For many donors, this wasn’t their first time giving blood.

Melissa Kirkwood of Woolwich admitted she was reluctant to give blood when a friend first convinced her to go to a blood drive in the 1970s, but soon giving blood became a habit.

“I felt like a big baby after because I thought it was going to hurt, but it didn’t,” she said. “It was nowhere near as scary as I thought it would be.”

Since then, she has donated 12 gallons of blood in total and continues to donate alongside her grandchildren.

“I like to start them young so it becomes a lifelong practice,” she said. “(Giving blood) is a simple way to help your community and can be the difference between life and death for someone in need. How often can you impact so many people?”

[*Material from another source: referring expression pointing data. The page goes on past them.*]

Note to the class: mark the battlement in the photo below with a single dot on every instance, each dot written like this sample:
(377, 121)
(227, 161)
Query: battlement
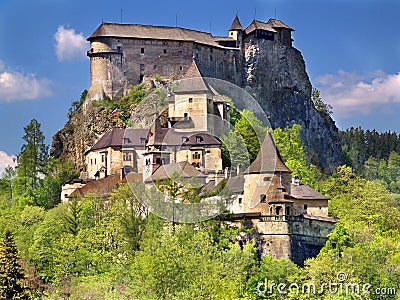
(122, 55)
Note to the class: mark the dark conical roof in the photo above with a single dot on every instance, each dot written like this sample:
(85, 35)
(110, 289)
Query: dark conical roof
(268, 159)
(236, 25)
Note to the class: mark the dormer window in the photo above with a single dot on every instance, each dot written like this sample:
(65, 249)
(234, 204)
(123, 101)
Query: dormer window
(263, 198)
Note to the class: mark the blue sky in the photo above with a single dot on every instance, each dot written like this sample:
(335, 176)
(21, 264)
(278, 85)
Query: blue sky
(351, 49)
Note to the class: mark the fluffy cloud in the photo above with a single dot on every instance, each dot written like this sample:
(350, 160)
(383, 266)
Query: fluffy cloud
(6, 161)
(353, 94)
(19, 86)
(69, 44)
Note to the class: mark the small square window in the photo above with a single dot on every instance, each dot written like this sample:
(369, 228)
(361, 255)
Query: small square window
(263, 198)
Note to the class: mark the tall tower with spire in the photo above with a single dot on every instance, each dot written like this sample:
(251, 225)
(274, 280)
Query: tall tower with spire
(236, 32)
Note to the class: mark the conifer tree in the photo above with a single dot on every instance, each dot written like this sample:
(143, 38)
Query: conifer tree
(11, 274)
(32, 159)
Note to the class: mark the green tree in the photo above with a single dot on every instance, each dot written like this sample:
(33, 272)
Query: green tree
(76, 104)
(32, 160)
(12, 284)
(324, 108)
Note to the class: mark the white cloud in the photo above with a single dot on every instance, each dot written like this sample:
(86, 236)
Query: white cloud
(19, 86)
(6, 161)
(69, 44)
(353, 94)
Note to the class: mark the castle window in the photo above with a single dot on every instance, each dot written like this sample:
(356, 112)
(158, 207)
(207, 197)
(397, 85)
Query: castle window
(287, 210)
(263, 198)
(196, 155)
(278, 210)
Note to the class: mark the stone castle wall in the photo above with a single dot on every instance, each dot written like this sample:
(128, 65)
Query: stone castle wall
(116, 64)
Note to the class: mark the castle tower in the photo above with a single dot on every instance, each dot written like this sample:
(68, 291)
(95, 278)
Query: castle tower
(236, 32)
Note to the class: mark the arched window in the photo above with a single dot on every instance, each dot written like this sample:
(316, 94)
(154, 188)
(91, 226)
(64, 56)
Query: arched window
(278, 210)
(287, 211)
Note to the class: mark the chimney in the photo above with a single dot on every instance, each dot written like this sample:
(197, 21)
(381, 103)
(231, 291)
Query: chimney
(295, 180)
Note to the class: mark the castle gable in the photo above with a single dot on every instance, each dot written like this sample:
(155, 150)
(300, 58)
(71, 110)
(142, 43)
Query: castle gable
(268, 159)
(139, 31)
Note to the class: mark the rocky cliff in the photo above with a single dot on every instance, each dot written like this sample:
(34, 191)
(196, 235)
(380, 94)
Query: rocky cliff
(276, 75)
(80, 133)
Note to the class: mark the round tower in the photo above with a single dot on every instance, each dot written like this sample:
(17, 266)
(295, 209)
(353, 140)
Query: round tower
(236, 32)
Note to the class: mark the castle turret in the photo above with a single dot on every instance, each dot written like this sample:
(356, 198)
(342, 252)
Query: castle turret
(236, 32)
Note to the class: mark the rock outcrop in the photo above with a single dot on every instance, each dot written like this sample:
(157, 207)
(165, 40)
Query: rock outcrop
(276, 75)
(80, 133)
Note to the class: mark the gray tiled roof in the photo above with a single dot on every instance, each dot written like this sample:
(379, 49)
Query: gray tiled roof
(268, 159)
(114, 138)
(259, 25)
(153, 32)
(184, 169)
(236, 25)
(305, 192)
(279, 24)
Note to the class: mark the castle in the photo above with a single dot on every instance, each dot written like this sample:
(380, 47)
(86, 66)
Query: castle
(290, 218)
(122, 55)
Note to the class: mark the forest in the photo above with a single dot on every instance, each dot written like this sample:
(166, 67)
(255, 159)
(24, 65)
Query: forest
(109, 247)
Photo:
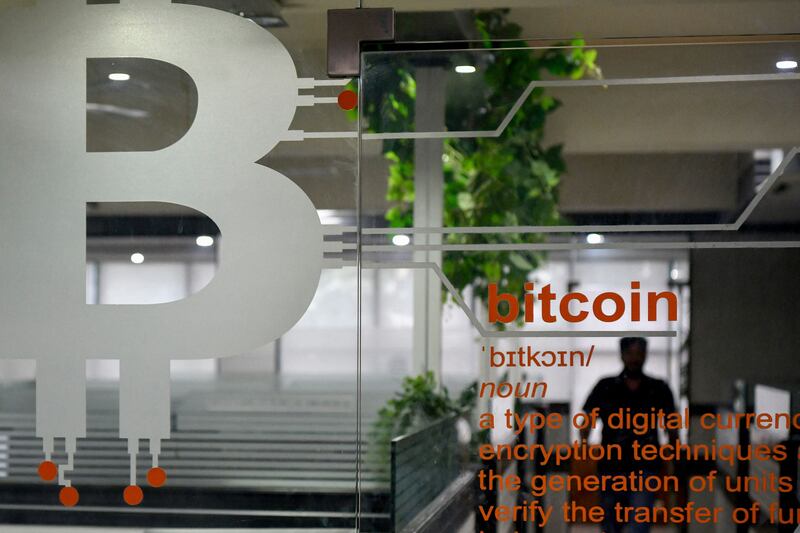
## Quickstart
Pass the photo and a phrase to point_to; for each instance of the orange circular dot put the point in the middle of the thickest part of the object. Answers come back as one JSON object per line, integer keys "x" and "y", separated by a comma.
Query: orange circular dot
{"x": 348, "y": 100}
{"x": 68, "y": 496}
{"x": 48, "y": 471}
{"x": 133, "y": 495}
{"x": 156, "y": 477}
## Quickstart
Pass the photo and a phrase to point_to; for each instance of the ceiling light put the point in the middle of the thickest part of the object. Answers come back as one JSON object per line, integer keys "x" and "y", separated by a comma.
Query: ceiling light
{"x": 401, "y": 240}
{"x": 205, "y": 241}
{"x": 595, "y": 238}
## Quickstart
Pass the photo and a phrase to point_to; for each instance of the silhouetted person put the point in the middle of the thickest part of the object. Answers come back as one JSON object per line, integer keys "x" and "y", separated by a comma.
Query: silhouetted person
{"x": 640, "y": 393}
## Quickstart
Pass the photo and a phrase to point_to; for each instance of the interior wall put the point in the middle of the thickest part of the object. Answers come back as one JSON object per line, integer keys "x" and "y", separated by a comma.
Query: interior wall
{"x": 745, "y": 309}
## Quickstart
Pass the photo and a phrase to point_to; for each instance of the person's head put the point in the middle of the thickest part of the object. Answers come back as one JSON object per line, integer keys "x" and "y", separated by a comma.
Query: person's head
{"x": 634, "y": 352}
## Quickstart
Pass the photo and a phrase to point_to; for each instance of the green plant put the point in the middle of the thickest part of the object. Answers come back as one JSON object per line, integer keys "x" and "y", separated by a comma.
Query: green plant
{"x": 419, "y": 402}
{"x": 509, "y": 181}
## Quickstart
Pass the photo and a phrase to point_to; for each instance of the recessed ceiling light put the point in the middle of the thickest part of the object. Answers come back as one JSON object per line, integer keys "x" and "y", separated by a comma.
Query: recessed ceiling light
{"x": 205, "y": 241}
{"x": 595, "y": 238}
{"x": 401, "y": 240}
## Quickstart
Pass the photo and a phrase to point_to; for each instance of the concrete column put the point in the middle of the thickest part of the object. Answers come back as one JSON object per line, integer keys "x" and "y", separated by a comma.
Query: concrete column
{"x": 428, "y": 206}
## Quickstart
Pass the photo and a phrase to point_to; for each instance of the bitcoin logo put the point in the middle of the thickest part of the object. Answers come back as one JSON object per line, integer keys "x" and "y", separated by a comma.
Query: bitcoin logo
{"x": 271, "y": 257}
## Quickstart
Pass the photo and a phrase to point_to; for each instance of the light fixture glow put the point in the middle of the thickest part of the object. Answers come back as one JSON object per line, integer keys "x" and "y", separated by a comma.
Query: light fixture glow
{"x": 595, "y": 238}
{"x": 401, "y": 240}
{"x": 205, "y": 241}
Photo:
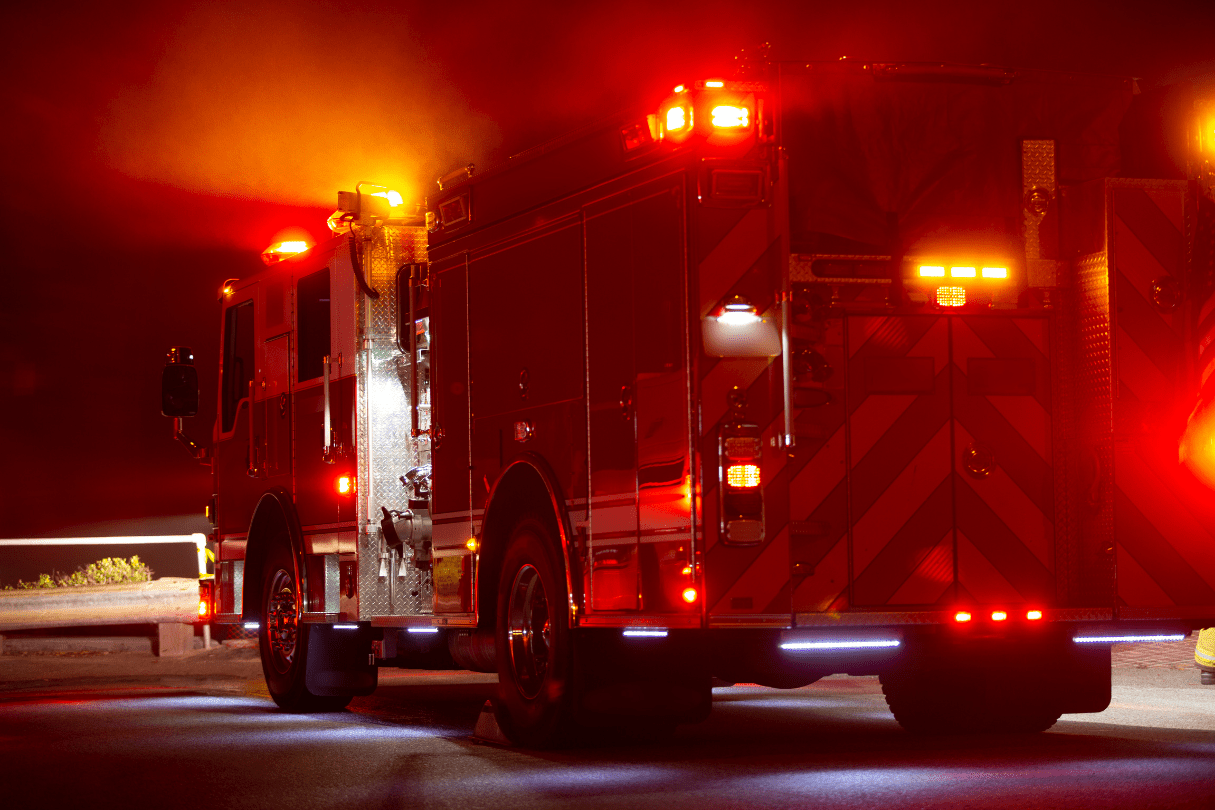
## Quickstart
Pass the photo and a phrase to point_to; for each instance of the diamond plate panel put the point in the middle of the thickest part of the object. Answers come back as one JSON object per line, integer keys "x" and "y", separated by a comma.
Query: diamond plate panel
{"x": 1091, "y": 559}
{"x": 388, "y": 583}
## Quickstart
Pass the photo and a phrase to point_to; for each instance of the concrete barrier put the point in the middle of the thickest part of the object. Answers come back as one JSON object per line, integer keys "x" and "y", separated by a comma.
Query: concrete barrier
{"x": 170, "y": 602}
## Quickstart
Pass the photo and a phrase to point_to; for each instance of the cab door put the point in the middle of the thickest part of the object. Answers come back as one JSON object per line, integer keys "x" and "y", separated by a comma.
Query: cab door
{"x": 236, "y": 426}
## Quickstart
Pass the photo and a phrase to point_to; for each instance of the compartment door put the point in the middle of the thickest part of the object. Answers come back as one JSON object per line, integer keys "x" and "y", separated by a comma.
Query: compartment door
{"x": 900, "y": 507}
{"x": 638, "y": 402}
{"x": 1002, "y": 459}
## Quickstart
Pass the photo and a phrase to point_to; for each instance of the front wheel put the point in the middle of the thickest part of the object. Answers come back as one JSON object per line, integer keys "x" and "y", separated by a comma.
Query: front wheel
{"x": 283, "y": 639}
{"x": 533, "y": 641}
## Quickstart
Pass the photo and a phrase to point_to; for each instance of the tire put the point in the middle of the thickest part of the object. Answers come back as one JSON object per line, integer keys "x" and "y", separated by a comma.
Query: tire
{"x": 282, "y": 638}
{"x": 533, "y": 644}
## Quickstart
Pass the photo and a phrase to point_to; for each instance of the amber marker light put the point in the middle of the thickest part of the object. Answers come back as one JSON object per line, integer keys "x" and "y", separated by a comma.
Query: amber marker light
{"x": 950, "y": 296}
{"x": 729, "y": 117}
{"x": 742, "y": 476}
{"x": 678, "y": 118}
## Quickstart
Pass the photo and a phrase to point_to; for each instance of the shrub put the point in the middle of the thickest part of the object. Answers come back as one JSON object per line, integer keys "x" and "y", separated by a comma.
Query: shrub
{"x": 111, "y": 571}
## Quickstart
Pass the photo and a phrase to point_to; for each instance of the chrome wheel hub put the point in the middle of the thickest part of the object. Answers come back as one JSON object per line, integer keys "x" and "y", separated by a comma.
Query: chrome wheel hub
{"x": 529, "y": 630}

According to the American Red Cross, someone in the US needs blood every two seconds and one pint of blood can save up to three lives. It is essential for surgeries and treating cancer, chronic illnesses and traumatic injuries.

Hugh Savage of Brunswick and Donna Poulde of Topsham also regularly give blood since they started donating when they were 16 and 19, respectively.

“It’s a way for me to help the community,” said Savage, who said he has donated 120 times.

“It’s one good thing I can do,” added Poulde. “I hope if I ever need blood, it’s there for me.”

The Red Cross has reported a blood shortage throughout the COVID-19 pandemic, according to the organization’s website. The main cause for the shortage is gathering restrictions, which have limited the ability to host walk-in blood drives the organization was known for prior to the pandemic.

Other regular blood drives that took place in high schools, colleges and workplaces were also canceled this year because many people are learning and working remotely due to the pandemic.

Stephanie Webster of Brunswick had only donated blood twice in memory of a friend’s daughter that died of a brain tumor when she was 4 years old. However, Webster decided to donate at the American Legion on Friday because “I got a call that (the Red Cross is) in critical need now.”